A few years passed, they grew into men and relationships blossomed. And so it was on the third record, full of songs about the difficulty of adult decisions and attempts at settling down that may not have worked out, if their new work is any indication.
Led by the hooky as hell single, “Sex on Fire,“ Only By the Night sees them returning to their Southern roots for further examination and, according to Caleb Followill, a more rocking sound. Perhaps a break-up is just what the boys needed to propel them back to their crunchy origins.
And then there’s Ben Folds.* Let’s be honest, he stopped mattering years ago. Yet to this day, there remains a place in my heart for my high school favorite, so I will probably always feel a twinge of excitement whenever something new comes along, sort of like my dad with Jimmy Buffett (sans the vacuous songwriting and devastating lack of talent).

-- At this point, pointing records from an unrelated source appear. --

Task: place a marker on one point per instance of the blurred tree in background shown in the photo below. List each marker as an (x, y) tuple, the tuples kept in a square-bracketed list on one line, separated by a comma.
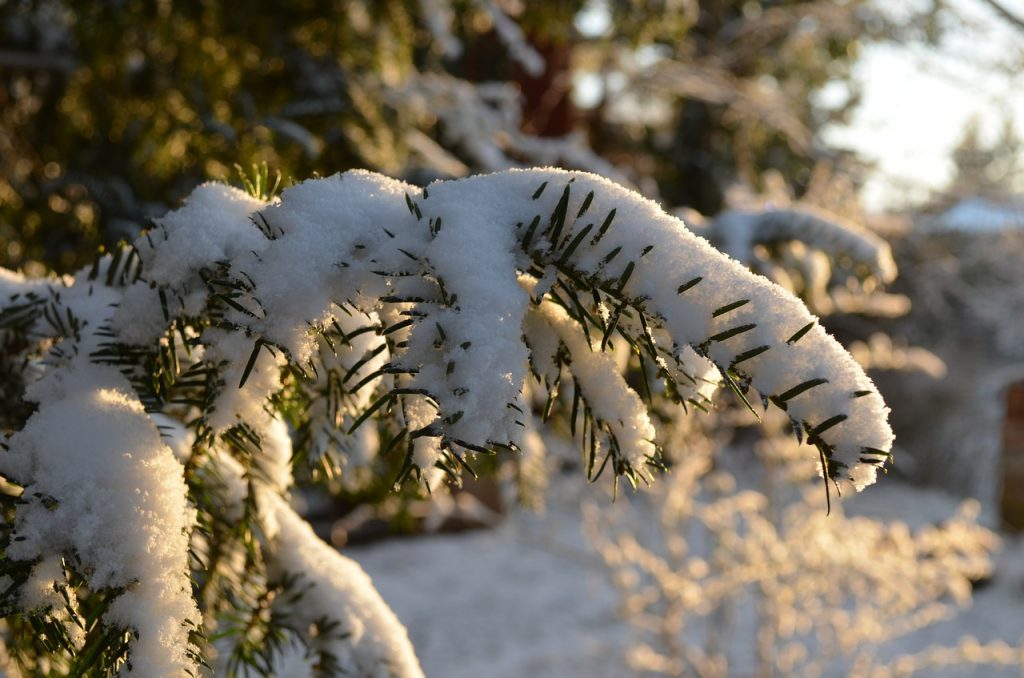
[(112, 112)]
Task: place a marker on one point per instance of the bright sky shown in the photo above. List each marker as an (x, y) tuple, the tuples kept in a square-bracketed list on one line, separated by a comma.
[(918, 101)]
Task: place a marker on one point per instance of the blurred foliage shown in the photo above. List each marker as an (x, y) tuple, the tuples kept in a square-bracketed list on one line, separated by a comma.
[(112, 111)]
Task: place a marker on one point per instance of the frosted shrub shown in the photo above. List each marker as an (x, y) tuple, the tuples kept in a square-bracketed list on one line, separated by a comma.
[(175, 390), (741, 575)]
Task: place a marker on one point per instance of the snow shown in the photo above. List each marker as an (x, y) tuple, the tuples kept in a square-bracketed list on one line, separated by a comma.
[(92, 438), (530, 598), (979, 215), (370, 640), (440, 279)]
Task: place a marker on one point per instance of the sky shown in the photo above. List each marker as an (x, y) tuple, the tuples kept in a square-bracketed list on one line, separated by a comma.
[(918, 101)]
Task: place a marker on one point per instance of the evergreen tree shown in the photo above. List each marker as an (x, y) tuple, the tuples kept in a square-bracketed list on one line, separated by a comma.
[(147, 523)]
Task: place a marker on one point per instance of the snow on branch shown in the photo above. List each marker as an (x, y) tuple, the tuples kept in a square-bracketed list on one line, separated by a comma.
[(357, 305)]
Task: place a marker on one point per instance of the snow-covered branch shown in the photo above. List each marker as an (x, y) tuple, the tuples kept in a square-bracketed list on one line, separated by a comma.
[(359, 301)]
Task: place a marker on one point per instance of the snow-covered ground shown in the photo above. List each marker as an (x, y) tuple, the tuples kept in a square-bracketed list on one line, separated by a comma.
[(530, 598)]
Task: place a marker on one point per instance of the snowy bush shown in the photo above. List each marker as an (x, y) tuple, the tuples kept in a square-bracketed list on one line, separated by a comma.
[(386, 329), (730, 570)]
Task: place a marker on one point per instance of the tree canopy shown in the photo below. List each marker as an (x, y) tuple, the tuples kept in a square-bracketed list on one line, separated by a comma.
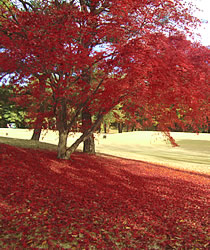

So I’ll listen. Once. Maybe three times. And I’ll hope that it clicks. But it probably won’t. And then I’ll go back to the three aforementioned mentioned albums and allow those to fill my fall evenings with sweet, quivering audible nectar.
Finally, The Foot Fist Way might have me more excited than any of the above. Since it wasn’t released on the Cape this summer and I was too lazy to drag my ass to Boston for a viewing, I am frothing at the mouth to see my favorite new comedic talent chew some serious scenery.
After stealing just about everything he’s been in, including two of the summer’s biggest hits, Pineapple Express and Tropic Thunder, the idea of him as the central character in a ridiculous comedy is cinematic heaven. It’s been a long time coming, so hopefully the guy who brought us Bust-Ass in David Gordon Green’s criminally under-seen All the Real Girls has the chops he’s been hinting at all along.
So there you have it. If you don’t care about this Tuesday now, nothing can convince you otherwise. I tried. And if you do care, I’m glad I could make an impact.
Unless I didn’t. You might have already known all of this and made me waste an hour of my time informing you of my unbridled passion for indie rock, in which case, good for you.
Either way, you can sleep safe with the knowledge that there is another geek out there desperately waiting for the same hot commodities you are.**
*Last week, I found myself in the midst of karaoke night at the town bar (that’s right, singular, as in only bar in town), wrestling with the idea of singing “Brick,“ mostly so I could shout “This song’s about abortion!” mid-song. But I didn’t. Maybe I wasn’t drunk enough. Maybe I thought people would drown themselves in beer. But at least I came up with a more depressing bar song than my brother’s favorite, The Eagles’ “Desperado.” But then, there’s always next week.
**Please note that if you like any of these suggestions, you should already be listening to Bon Iver’s record For Emma, Forever Ago. It’s maybe better than all four of these albums. I may regret that statement next Wednesday, but I doubt it.